Uitspraak
16.5965 WAO
9 augustus 2016, 16/1071 (aangevallen uitspraak) en uitspraak op het verzoek om veroordeling tot vergoeding van schade
Centrale Raad van Beroep
In deze zaak heeft appellante hoger beroep ingesteld tegen de uitspraak van de rechtbank Midden-Nederland, waarin haar verzoek om terug te komen van een eerder besluit van het Uwv werd afgewezen.

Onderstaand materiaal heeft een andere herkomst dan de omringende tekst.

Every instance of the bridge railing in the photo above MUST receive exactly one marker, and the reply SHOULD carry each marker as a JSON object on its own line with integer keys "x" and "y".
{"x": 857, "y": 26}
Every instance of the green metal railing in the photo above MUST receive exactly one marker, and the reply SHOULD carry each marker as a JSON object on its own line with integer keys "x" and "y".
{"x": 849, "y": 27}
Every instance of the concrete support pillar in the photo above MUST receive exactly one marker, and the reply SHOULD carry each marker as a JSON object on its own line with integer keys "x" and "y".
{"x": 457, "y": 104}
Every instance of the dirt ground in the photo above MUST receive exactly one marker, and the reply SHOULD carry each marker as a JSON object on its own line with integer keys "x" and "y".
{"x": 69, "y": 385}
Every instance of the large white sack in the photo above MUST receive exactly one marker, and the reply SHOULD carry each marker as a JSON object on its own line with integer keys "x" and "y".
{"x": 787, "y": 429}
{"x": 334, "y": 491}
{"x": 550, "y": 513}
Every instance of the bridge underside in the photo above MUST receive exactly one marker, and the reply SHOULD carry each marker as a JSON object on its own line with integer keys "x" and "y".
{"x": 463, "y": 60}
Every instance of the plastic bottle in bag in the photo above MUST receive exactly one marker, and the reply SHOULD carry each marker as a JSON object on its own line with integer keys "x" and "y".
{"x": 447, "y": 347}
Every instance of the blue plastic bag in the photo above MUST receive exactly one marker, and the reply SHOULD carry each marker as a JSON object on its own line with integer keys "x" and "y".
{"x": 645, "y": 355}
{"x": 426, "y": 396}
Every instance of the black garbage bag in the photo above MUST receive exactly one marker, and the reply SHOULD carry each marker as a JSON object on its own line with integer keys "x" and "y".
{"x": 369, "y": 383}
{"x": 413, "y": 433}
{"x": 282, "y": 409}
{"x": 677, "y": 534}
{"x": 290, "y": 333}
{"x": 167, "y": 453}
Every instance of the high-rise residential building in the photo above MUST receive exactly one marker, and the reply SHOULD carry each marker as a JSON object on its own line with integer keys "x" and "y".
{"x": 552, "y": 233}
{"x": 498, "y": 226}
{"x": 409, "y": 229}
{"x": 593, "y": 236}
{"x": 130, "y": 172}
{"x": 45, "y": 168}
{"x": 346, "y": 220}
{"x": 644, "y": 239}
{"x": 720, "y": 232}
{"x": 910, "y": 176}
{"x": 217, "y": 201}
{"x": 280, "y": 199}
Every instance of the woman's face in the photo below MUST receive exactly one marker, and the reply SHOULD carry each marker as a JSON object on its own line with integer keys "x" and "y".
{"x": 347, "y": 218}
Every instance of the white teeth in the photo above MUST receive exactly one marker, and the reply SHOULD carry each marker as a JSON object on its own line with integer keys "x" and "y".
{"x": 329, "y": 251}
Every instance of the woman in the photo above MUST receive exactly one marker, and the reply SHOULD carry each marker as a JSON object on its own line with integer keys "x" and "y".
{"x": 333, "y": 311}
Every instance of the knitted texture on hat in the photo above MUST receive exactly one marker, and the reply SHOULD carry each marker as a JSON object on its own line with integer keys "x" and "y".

Appellante had van 1 september 1965 tot halverwege oktober 1972 voor verschillende werkgevers gewerkt en heeft zich per 1 februari 1989 ziek gemeld. In 1991 werd zij in aanmerking gebracht voor een uitkering op grond van de Algemene Arbeidsongeschiktheidswet (AAW) en later voor de Wet op de arbeidsongeschiktheidsverzekering (WAO). In 1995 werd vastgesteld dat appellante volledig arbeidsongeschikt was, maar dat deze status niet meer in aanmerking werd genomen na 1 juli 1967. Appellante heeft in 2015 een verzoek ingediend om terug te komen van het besluit van 30 juni 1995, maar het Uwv heeft dit verzoek afgewezen omdat er geen nieuwe feiten of omstandigheden waren die dit rechtvaardigden. De rechtbank heeft het beroep van appellante ongegrond verklaard, en appellante heeft in hoger beroep de gronden herhaald. De Centrale Raad van Beroep heeft geoordeeld dat het Uwv terecht heeft gesteld dat er geen nieuw gebleken feiten of veranderde omstandigheden zijn, en heeft de aangevallen uitspraak bevestigd. Het verzoek om schadevergoeding is afgewezen, en er is geen aanleiding voor een veroordeling in de proceskosten.